No matter if a player takes a limo or Yugo to the rink, hockey is an expensive hobby, said Jerry Froneck, the pro-shop manager at Kenwood’s Slap Shot in Joliet. The average rink time goes for around $130 an hour (prime-time slots average about $50 more), and the necessary protective equipment can cost a player up to $1,500. Throw in $30 for new sticks and blade sharpening every two weeks or so and the price tag can border on outrageous, the 27-year-old from Joliet admits.

“It isn’t a cheap hobby,” said Froneck, a former college hockey player. “But all of the equipment, even the expensive stuff, flies off our shelves, most of the time before we can even get price tags on them.”

The expensive nature of the game forces some players to question their own sanity. “To pay that much to play a sport is nuts enough,” said Don Blocker, 40, of Homewood. “Throw in the price of rink time and the fact that we’re playing at all hours of the night and it’s really nuts.”

But for Blocker, who plays as many as five games a week, no sport compares. “There’s nothing more boring than jogging around the neighborhood.

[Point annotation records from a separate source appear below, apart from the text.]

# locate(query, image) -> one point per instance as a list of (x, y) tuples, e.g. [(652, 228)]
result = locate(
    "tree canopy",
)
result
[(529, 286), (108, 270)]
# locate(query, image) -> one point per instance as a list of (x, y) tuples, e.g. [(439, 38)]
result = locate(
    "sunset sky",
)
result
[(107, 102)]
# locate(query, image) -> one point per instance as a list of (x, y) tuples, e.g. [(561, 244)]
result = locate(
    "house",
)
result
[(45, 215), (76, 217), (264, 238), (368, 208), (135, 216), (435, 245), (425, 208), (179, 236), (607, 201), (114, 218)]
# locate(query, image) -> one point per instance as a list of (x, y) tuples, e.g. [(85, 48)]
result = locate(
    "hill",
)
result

Hockey is a great workout, and the best part is it doesn’t keep me away from the time I can spend with my family. The kids go to bed and I head off to the rink,” the father of two said.

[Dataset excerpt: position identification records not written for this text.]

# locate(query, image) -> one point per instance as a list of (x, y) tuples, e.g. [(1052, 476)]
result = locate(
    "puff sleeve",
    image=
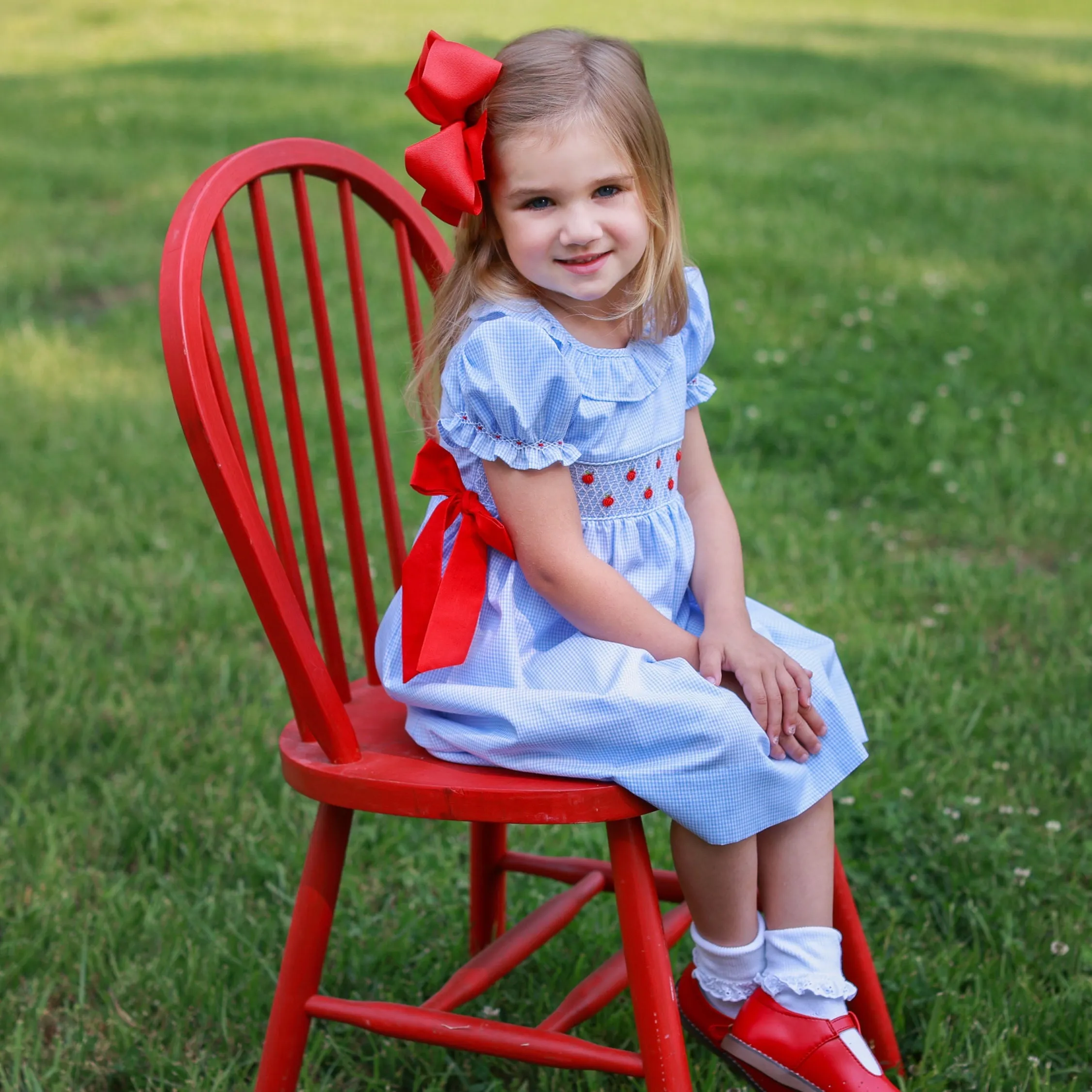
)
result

For Calumet City maintenance worker Phil Kekelik, the thrill of hockey lies in the release from the everyday world. “I can’t explain why I play,” the 55-year-old grandfather admitted. “All I know is that when I step off the ice I have a different outlook on life. It relaxes me. It releases me from the madness of why I am not a millionaire or why I have to get up and go to work in the morning.”

Kekelik knows that at 55, his hockey days might be numbered. “No matter if I’m playing a (pickup game of hockey) or subbing on someone’s team, I still get butterflies when I step on the ice. When those butterflies stop, I’ll know it’s time to hang up the skates, Until then, I’m just gonna keep on playing,” he said.